In response to this gap, ADRIC, a start-up company of the University Zimbabwe produced sola-guard, a range of products that fight against actinic (sun-induced) damage to the skin. These products do not only have sun-blocking properties but also has an anti-bacterial and anti-fungal effect.

Sola-guard products have been available on the market for over two years now.

Sola-guard range of products that protects persons with albinism against solar damage

ADRIC is producing various creams, gels, balms and lotions to cater for various albinistic skin types.

With support from corporates like Netone, Airports Company of Zimbabwe, Tongaat Hullets and other church organisations, sola-guard is accessible free-of-charge to no less than 2000 members of the Albino Charity Organization of Zimbabwe (ALCOZ).

“We work primarily with members of ALCOZ because we want to know who exactly is using our products, for us to follow up on the users and also obtain feedback.

“Our wish is for all persons with albinism to have actinic damage protection and not just sunscreen protection,” he added.

Harmful cultural norms, myths and superstition

Further to the challenges brought about by low melanin levels, individuals with albinism also face a host of problems due to social myths and beliefs grounded in superstition. These harmful social norms and beliefs prompt social exclusion, violence and abuse.
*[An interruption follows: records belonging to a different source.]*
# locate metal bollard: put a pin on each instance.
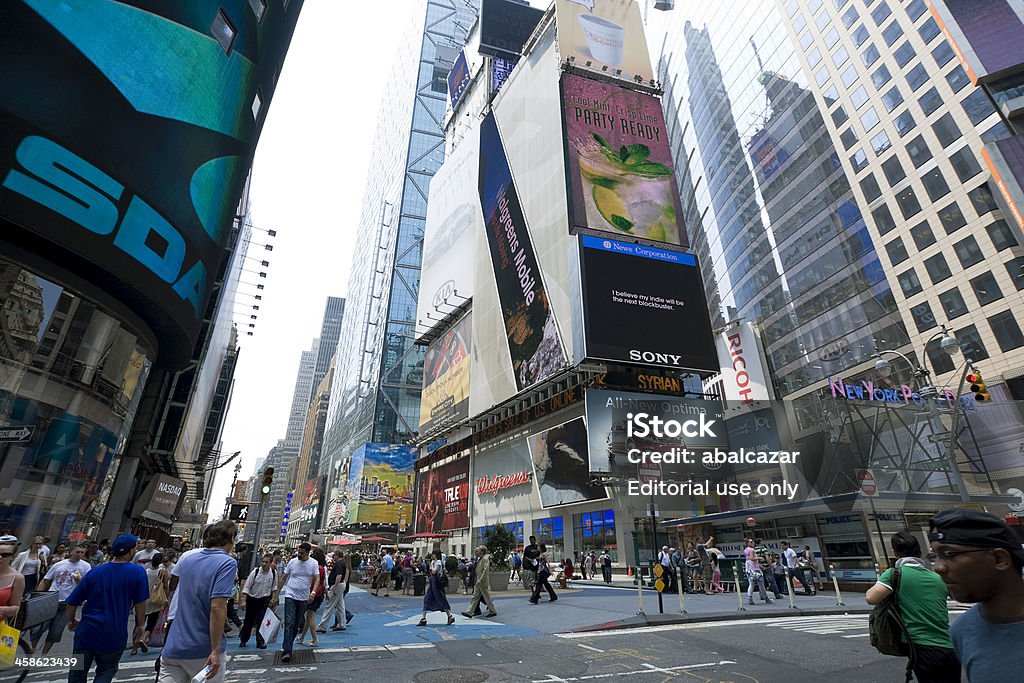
(839, 596)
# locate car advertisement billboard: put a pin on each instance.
(645, 306)
(529, 325)
(561, 465)
(604, 36)
(442, 498)
(445, 377)
(620, 163)
(380, 483)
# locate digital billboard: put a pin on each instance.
(442, 498)
(620, 163)
(380, 483)
(529, 325)
(561, 465)
(505, 26)
(445, 377)
(599, 34)
(644, 306)
(126, 132)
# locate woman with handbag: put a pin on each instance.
(434, 599)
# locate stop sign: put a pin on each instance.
(866, 479)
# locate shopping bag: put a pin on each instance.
(8, 644)
(269, 627)
(159, 634)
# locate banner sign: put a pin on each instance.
(620, 163)
(529, 325)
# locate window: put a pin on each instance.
(870, 187)
(919, 151)
(893, 170)
(903, 53)
(923, 236)
(929, 30)
(943, 53)
(978, 107)
(952, 218)
(965, 164)
(952, 303)
(1008, 333)
(916, 77)
(892, 33)
(907, 202)
(883, 219)
(909, 283)
(930, 101)
(986, 289)
(935, 184)
(937, 268)
(897, 252)
(223, 31)
(1001, 236)
(869, 119)
(946, 130)
(892, 98)
(968, 252)
(869, 55)
(981, 198)
(904, 123)
(971, 343)
(881, 77)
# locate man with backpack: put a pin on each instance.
(921, 599)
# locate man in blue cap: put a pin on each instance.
(109, 593)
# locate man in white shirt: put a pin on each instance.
(64, 577)
(298, 586)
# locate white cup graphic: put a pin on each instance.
(604, 38)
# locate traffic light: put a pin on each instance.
(978, 387)
(267, 480)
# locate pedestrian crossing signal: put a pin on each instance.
(978, 388)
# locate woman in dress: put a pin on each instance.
(434, 600)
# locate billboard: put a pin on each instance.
(450, 236)
(604, 36)
(442, 498)
(127, 164)
(529, 324)
(505, 26)
(445, 377)
(645, 306)
(561, 465)
(610, 441)
(620, 163)
(380, 483)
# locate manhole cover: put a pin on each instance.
(451, 676)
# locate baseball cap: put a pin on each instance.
(978, 529)
(123, 544)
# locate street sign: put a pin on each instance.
(9, 434)
(866, 481)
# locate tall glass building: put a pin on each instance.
(376, 393)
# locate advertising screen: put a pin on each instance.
(442, 498)
(505, 26)
(561, 465)
(603, 33)
(620, 163)
(380, 483)
(529, 324)
(445, 378)
(644, 305)
(128, 163)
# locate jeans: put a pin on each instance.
(107, 666)
(295, 616)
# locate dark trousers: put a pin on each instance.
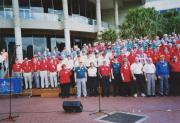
(92, 86)
(175, 83)
(65, 90)
(126, 88)
(105, 85)
(116, 84)
(139, 84)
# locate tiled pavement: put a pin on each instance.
(49, 110)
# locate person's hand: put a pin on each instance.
(134, 78)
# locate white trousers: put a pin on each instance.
(44, 79)
(27, 78)
(53, 79)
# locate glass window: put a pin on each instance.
(27, 46)
(8, 13)
(39, 44)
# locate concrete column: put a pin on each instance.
(98, 15)
(66, 25)
(116, 16)
(17, 30)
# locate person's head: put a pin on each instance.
(161, 57)
(35, 60)
(125, 61)
(175, 59)
(69, 57)
(104, 63)
(80, 64)
(51, 61)
(137, 60)
(17, 60)
(91, 64)
(63, 66)
(3, 50)
(149, 60)
(115, 59)
(26, 60)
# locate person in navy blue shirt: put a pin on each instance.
(116, 76)
(80, 76)
(162, 71)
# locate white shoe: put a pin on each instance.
(143, 95)
(135, 95)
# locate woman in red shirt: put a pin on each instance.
(64, 77)
(126, 78)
In the past decade, there have been hundreds of reported cases of violence and killings of individuals with albinism in 28 countries in Sub-Saharan Africa, the UN reports.

Watch as Skin Care Trust Director Susan Takaidza describes some of the social practices affecting persons with albinism in Zimbabwe

As a countermeasure to human rights abuses against persons with albinism, in 2013, the United Nations Human Rights Council adopted a resolution calling for the prevention of attacks and discrimination against persons with albinism.
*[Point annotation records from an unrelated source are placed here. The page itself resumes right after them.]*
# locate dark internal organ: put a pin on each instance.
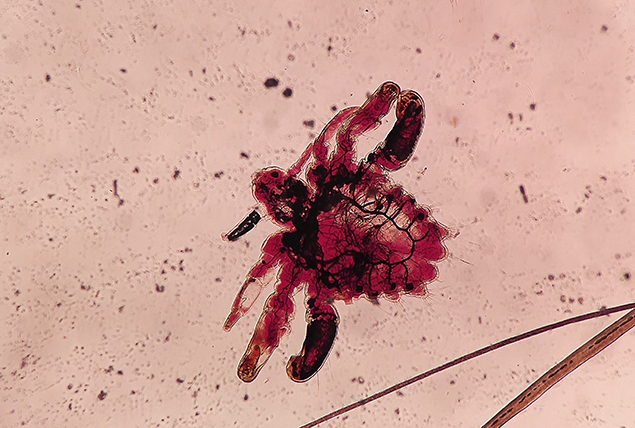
(379, 243)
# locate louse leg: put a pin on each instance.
(320, 334)
(365, 119)
(319, 147)
(254, 283)
(395, 151)
(272, 326)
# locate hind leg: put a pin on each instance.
(320, 334)
(272, 326)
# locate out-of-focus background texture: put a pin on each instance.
(129, 132)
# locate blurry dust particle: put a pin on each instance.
(271, 82)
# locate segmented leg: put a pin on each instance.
(365, 119)
(272, 325)
(319, 147)
(320, 334)
(253, 285)
(400, 143)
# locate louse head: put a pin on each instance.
(285, 197)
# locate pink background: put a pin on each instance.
(165, 86)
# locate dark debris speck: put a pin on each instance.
(271, 82)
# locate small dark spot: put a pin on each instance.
(271, 82)
(522, 192)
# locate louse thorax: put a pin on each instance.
(286, 198)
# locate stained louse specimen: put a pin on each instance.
(347, 232)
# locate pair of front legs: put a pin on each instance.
(274, 322)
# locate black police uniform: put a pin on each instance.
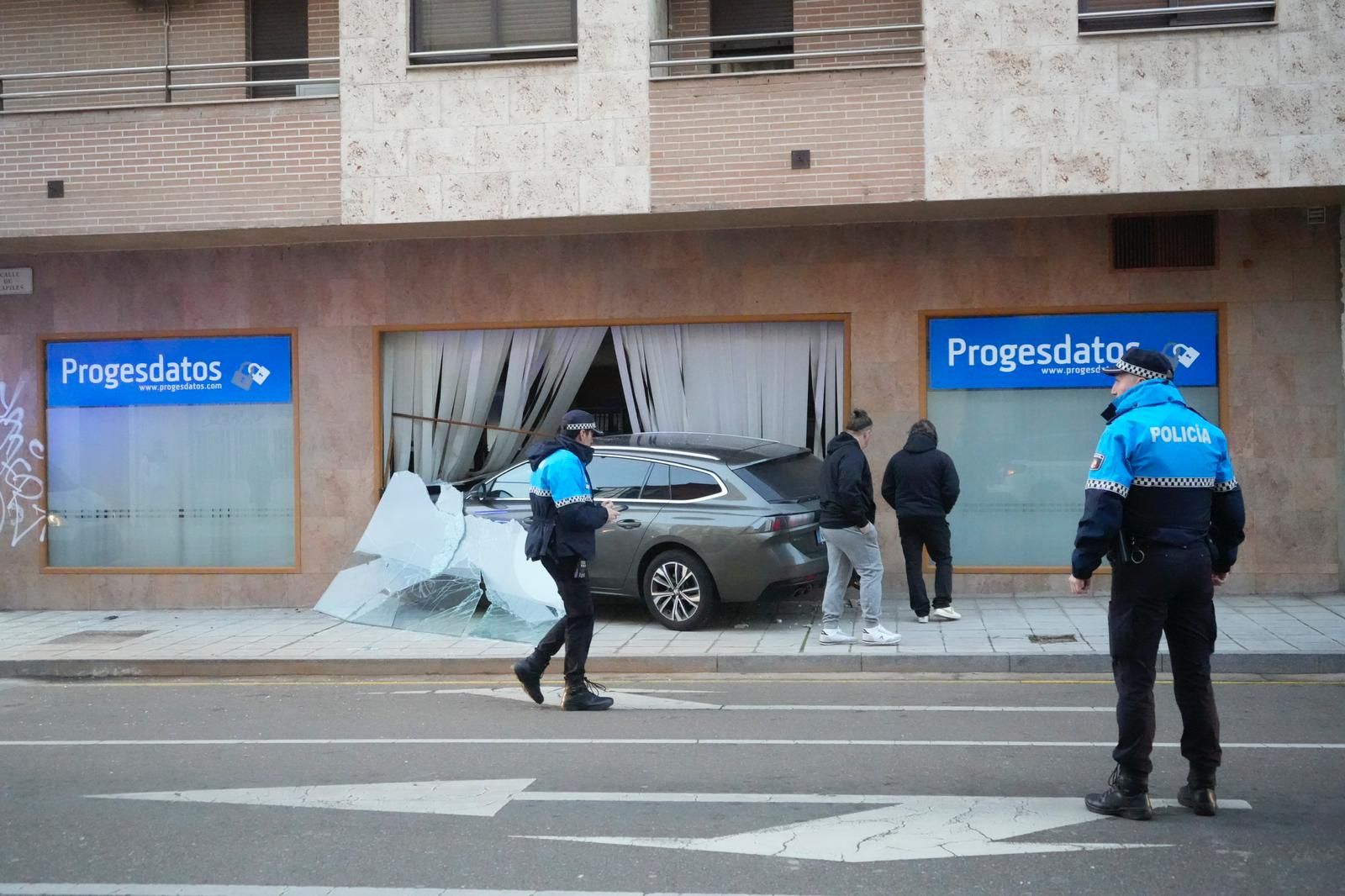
(1163, 503)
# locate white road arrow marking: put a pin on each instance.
(915, 828)
(642, 698)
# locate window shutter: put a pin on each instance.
(751, 17)
(454, 24)
(535, 22)
(277, 30)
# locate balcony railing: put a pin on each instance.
(165, 82)
(910, 53)
(1122, 17)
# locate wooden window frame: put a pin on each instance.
(378, 331)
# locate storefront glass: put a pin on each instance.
(1019, 412)
(171, 454)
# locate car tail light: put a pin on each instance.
(786, 521)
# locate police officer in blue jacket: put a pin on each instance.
(1161, 502)
(562, 535)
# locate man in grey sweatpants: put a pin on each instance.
(852, 537)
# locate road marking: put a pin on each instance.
(905, 828)
(233, 889)
(609, 741)
(632, 698)
(916, 828)
(787, 680)
(486, 798)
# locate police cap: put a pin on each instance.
(1143, 363)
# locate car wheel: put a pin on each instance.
(678, 591)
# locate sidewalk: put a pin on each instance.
(1258, 634)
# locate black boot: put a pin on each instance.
(578, 696)
(1126, 797)
(1199, 793)
(529, 674)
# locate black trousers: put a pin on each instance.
(918, 535)
(575, 630)
(1169, 593)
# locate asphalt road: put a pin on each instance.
(699, 784)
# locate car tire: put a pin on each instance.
(678, 591)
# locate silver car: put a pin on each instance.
(705, 519)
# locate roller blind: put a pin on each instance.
(751, 17)
(466, 24)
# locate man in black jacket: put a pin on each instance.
(921, 486)
(562, 535)
(847, 512)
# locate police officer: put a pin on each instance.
(562, 535)
(1161, 502)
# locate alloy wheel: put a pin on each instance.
(676, 591)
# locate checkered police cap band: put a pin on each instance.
(1143, 373)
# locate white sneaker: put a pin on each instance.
(836, 636)
(881, 636)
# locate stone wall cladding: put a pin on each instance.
(479, 141)
(1019, 104)
(199, 167)
(1278, 275)
(724, 143)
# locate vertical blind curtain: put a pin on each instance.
(468, 24)
(676, 378)
(479, 380)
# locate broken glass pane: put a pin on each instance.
(425, 567)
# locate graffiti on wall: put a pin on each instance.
(22, 488)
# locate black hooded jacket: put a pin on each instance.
(847, 486)
(562, 498)
(920, 479)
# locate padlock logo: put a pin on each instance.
(242, 378)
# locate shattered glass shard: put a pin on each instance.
(421, 567)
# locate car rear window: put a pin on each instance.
(786, 479)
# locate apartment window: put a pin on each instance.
(752, 17)
(486, 30)
(277, 30)
(1163, 241)
(1154, 15)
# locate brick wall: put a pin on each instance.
(725, 141)
(257, 165)
(55, 35)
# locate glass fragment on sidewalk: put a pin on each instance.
(425, 567)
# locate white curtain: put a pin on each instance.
(746, 378)
(430, 378)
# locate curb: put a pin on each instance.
(1302, 663)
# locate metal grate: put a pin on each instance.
(1052, 640)
(98, 636)
(1163, 241)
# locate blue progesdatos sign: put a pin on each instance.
(213, 370)
(1067, 351)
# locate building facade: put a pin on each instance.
(388, 222)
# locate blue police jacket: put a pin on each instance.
(1161, 477)
(562, 498)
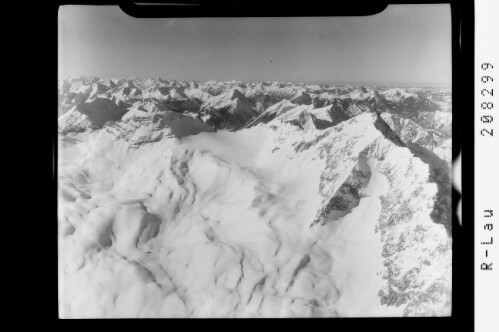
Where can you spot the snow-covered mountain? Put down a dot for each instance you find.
(241, 199)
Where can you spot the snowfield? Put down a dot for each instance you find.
(186, 199)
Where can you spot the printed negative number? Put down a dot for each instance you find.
(487, 78)
(490, 92)
(487, 105)
(489, 132)
(487, 118)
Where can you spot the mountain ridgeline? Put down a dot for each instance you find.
(237, 199)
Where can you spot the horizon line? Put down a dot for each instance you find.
(309, 82)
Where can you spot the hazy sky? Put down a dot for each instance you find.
(405, 44)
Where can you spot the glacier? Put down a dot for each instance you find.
(252, 199)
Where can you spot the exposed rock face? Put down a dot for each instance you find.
(331, 202)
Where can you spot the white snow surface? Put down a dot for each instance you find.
(230, 224)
Civic society organisations globally supported the call by the UN, increasing their advocacy efforts to ensure that persons with albinism have full enjoyment of their inalienable rights like all members of society.
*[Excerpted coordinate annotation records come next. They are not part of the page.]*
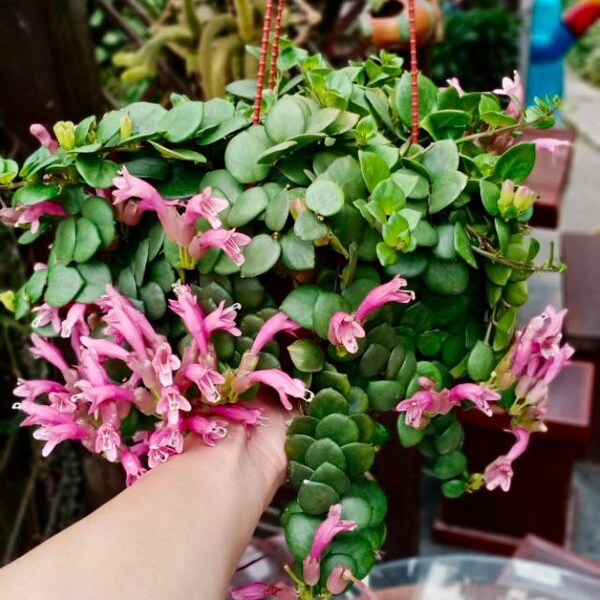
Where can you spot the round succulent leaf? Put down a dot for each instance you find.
(309, 228)
(340, 428)
(298, 473)
(154, 300)
(299, 533)
(383, 394)
(446, 277)
(324, 197)
(450, 465)
(327, 401)
(358, 401)
(307, 356)
(359, 548)
(64, 241)
(242, 153)
(445, 189)
(100, 213)
(296, 446)
(87, 240)
(315, 498)
(358, 510)
(481, 362)
(182, 121)
(96, 276)
(325, 450)
(296, 254)
(64, 284)
(303, 424)
(359, 458)
(299, 305)
(376, 498)
(332, 476)
(285, 119)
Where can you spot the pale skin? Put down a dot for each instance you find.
(177, 533)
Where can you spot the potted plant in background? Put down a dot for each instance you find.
(188, 244)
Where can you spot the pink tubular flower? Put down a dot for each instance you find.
(164, 363)
(172, 399)
(345, 328)
(324, 533)
(283, 384)
(49, 352)
(383, 294)
(499, 473)
(227, 240)
(259, 591)
(47, 315)
(43, 136)
(32, 214)
(210, 430)
(480, 395)
(163, 444)
(223, 319)
(248, 416)
(276, 324)
(341, 576)
(455, 83)
(207, 206)
(132, 465)
(207, 381)
(128, 186)
(108, 441)
(186, 306)
(30, 390)
(513, 88)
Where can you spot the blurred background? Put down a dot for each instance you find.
(68, 59)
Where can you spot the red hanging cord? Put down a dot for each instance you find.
(264, 48)
(414, 71)
(275, 46)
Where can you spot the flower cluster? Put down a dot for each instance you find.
(177, 394)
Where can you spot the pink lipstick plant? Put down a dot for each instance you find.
(318, 256)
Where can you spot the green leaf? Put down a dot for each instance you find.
(516, 163)
(153, 297)
(446, 188)
(97, 172)
(100, 213)
(307, 356)
(308, 228)
(96, 277)
(428, 94)
(64, 284)
(299, 305)
(490, 194)
(64, 242)
(247, 207)
(242, 152)
(182, 121)
(481, 362)
(296, 254)
(260, 255)
(88, 240)
(285, 119)
(374, 169)
(441, 157)
(462, 245)
(35, 193)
Further, the African Commission on Human and People’s Rights endorsed the Regional Action Plan to End Attacks and Related Violations against Persons with Albinism in Africa (2017–2021).

Watch the video on how lack of access to sunscreen lotions is leading to avoidable deaths to people with albinism in Zimbabwe

A fortnight ago, on June 13, the world came together to commemorate the international albinism awareness day. This year marked its 10th anniversary and commemorations globally ran under the theme of ‘A Decade of Collective Progress’.

While considerable progress has been made to reduce deaths due to sun exposure, violence, stigma and discrimination, more can still be done to make lifesaving sun-protection solutions accessible to all persons with albinism free of charge.